About 20 seconds later the male appeared with his open carrier bag, he said to me “keep out of the way mate this is nothing to do with you” and started to put steaks in his carrier bag, I started to take the steaks from him, telling him they are not his steaks and to leave the store, some pushing and shoving between us ensued, I was pushed back into the chiller but bounced back at him, he kept saying to me “do not touch me” I replied leave the steaks alone, this went on for about 45 – 60 seconds, in the struggle some steaks fell on the floor, and I stood on them to protect them from theft, myself and the male just looked at each other, it was a silent and eerie split second, he could see I was not going to retreat, then he and the female left the store, a manager who had witnessed the incident asked me if I was ok, I dialled 101 and reported the incident to police, also reporting it as a assault on myself as I was pushed into the chiller, knowing the police would give this incident more attention.
23/11/18 a police officer came to the store, to take a statement from me reference the assault on me and the theft of steak from the store, and to seize cctv evidence, the police officer told me that the male I wrestled with, was a nasty piece of work and was involved in a vicious assault on another man, which the man will take several months to recover from, my prayer for protection that day came back into my mind, realising I could have been seriously injured that day or worse, in that eerie split second in the incident, I believe spirit spoke to the male and he made the decision not to harm me and walk away, over giving me a good hiding to allow him to steal the steaks, I am so thankful and grateful to creation angels and spirit guides, for answering my prayer protecting me that day, and this is also my example of the power of prayer, and how our interaction through prayer with the source of creation works.

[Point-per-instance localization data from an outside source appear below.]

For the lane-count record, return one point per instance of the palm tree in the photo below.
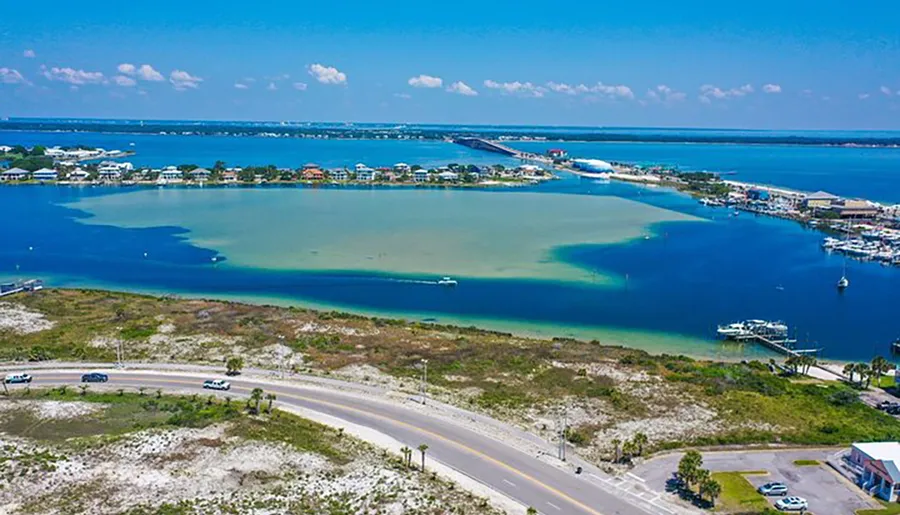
(616, 443)
(849, 370)
(256, 397)
(640, 440)
(406, 451)
(422, 449)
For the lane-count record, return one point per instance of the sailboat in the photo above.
(843, 282)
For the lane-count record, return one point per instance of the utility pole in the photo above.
(562, 424)
(424, 380)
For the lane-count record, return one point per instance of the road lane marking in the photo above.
(160, 377)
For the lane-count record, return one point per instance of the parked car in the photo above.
(792, 504)
(773, 489)
(216, 384)
(17, 378)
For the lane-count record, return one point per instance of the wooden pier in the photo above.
(20, 287)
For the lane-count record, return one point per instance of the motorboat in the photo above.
(447, 281)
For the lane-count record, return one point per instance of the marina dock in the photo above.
(21, 287)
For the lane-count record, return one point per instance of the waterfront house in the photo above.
(366, 174)
(338, 175)
(819, 199)
(78, 175)
(855, 209)
(200, 174)
(557, 153)
(878, 463)
(171, 174)
(313, 174)
(448, 176)
(109, 174)
(45, 174)
(14, 174)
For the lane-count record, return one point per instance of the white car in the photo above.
(792, 504)
(217, 384)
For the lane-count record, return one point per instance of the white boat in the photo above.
(447, 281)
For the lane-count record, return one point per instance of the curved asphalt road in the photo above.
(516, 474)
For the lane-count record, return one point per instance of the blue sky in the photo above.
(763, 64)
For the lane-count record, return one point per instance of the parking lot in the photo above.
(826, 492)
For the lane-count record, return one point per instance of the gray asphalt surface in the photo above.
(507, 470)
(826, 492)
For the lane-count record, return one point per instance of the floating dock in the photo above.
(21, 287)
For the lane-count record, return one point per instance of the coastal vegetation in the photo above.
(118, 451)
(649, 402)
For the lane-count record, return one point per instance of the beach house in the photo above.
(366, 174)
(878, 463)
(819, 199)
(448, 176)
(45, 174)
(200, 174)
(14, 174)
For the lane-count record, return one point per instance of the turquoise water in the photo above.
(871, 173)
(624, 264)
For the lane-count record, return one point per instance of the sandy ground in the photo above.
(212, 470)
(18, 319)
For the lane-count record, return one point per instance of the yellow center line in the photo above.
(407, 425)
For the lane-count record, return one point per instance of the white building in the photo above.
(45, 174)
(448, 176)
(338, 175)
(14, 174)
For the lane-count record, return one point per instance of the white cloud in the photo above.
(182, 80)
(461, 88)
(72, 76)
(611, 91)
(708, 92)
(663, 93)
(121, 80)
(327, 74)
(11, 76)
(525, 89)
(146, 72)
(425, 81)
(143, 72)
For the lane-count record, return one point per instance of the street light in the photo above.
(424, 379)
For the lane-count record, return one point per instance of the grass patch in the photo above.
(738, 495)
(298, 432)
(889, 508)
(119, 415)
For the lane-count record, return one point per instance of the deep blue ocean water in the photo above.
(687, 280)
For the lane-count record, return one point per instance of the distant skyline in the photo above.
(766, 65)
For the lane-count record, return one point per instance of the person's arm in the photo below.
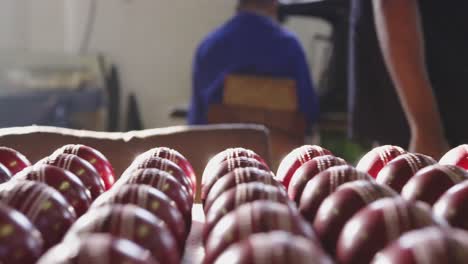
(398, 26)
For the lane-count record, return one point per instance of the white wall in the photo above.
(14, 21)
(151, 41)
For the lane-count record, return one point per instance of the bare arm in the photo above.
(401, 40)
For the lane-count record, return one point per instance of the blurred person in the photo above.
(409, 73)
(252, 43)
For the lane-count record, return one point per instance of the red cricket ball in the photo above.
(45, 207)
(222, 169)
(252, 218)
(231, 153)
(13, 160)
(20, 241)
(308, 171)
(453, 206)
(430, 183)
(236, 177)
(167, 184)
(164, 165)
(61, 180)
(398, 171)
(274, 247)
(98, 248)
(81, 168)
(457, 156)
(324, 184)
(377, 158)
(427, 245)
(132, 223)
(377, 225)
(295, 159)
(5, 174)
(152, 200)
(95, 158)
(176, 157)
(336, 210)
(235, 197)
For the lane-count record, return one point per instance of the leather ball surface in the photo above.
(236, 177)
(398, 171)
(241, 194)
(167, 166)
(95, 158)
(430, 183)
(338, 208)
(427, 245)
(275, 247)
(132, 223)
(453, 206)
(308, 171)
(20, 241)
(81, 168)
(252, 218)
(377, 225)
(65, 182)
(377, 158)
(295, 159)
(176, 157)
(324, 184)
(45, 207)
(13, 160)
(165, 183)
(225, 167)
(230, 153)
(456, 156)
(5, 174)
(151, 199)
(98, 248)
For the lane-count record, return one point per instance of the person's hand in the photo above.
(433, 145)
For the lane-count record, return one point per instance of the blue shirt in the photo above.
(249, 44)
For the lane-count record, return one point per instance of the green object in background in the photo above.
(338, 143)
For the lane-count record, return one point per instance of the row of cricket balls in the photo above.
(355, 212)
(307, 162)
(64, 203)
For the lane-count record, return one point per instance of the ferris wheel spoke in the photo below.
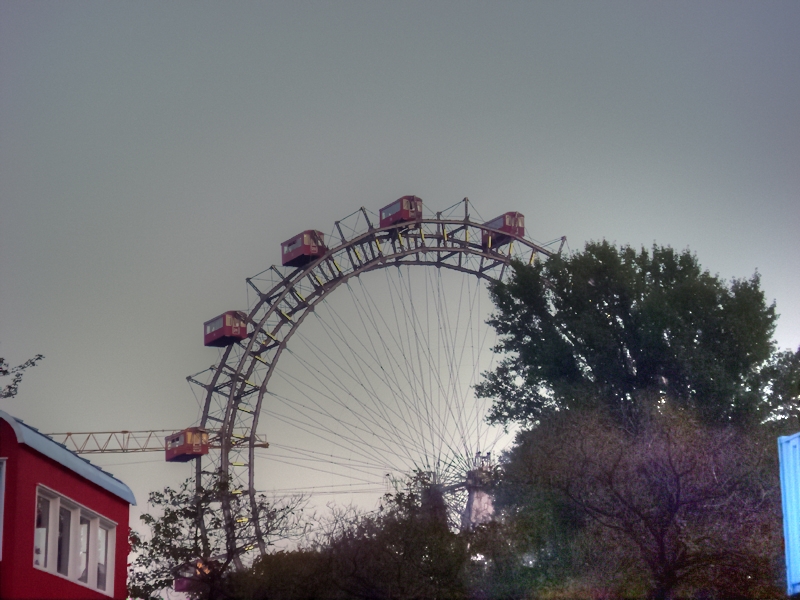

I sit down to pray in my dark room, visualising a white cross, to focus my love for healing, I find myself floating in the stars, looking down on mother earth, a jewel in the crown of creation, in awe of the starlight the realisation comes, I am floating in Christ light, it is still and silent the permanance of eternity, nothing can shatter this connection to all things, no ripples can disturb this divine space, at one and conscious within Christ light, I must still my mind for the message to be heard, and understood in heart, he never came to free us from sin, he came to show us we are eternal, to look beyond ourselves to see our need for wealth status and power, are of little relevance in eternal life, he was not a saviour he came to guide us, to know the starlight Christ light is within us all, my heart now illumined in star Christ light, is the gift and knowledge he came to share.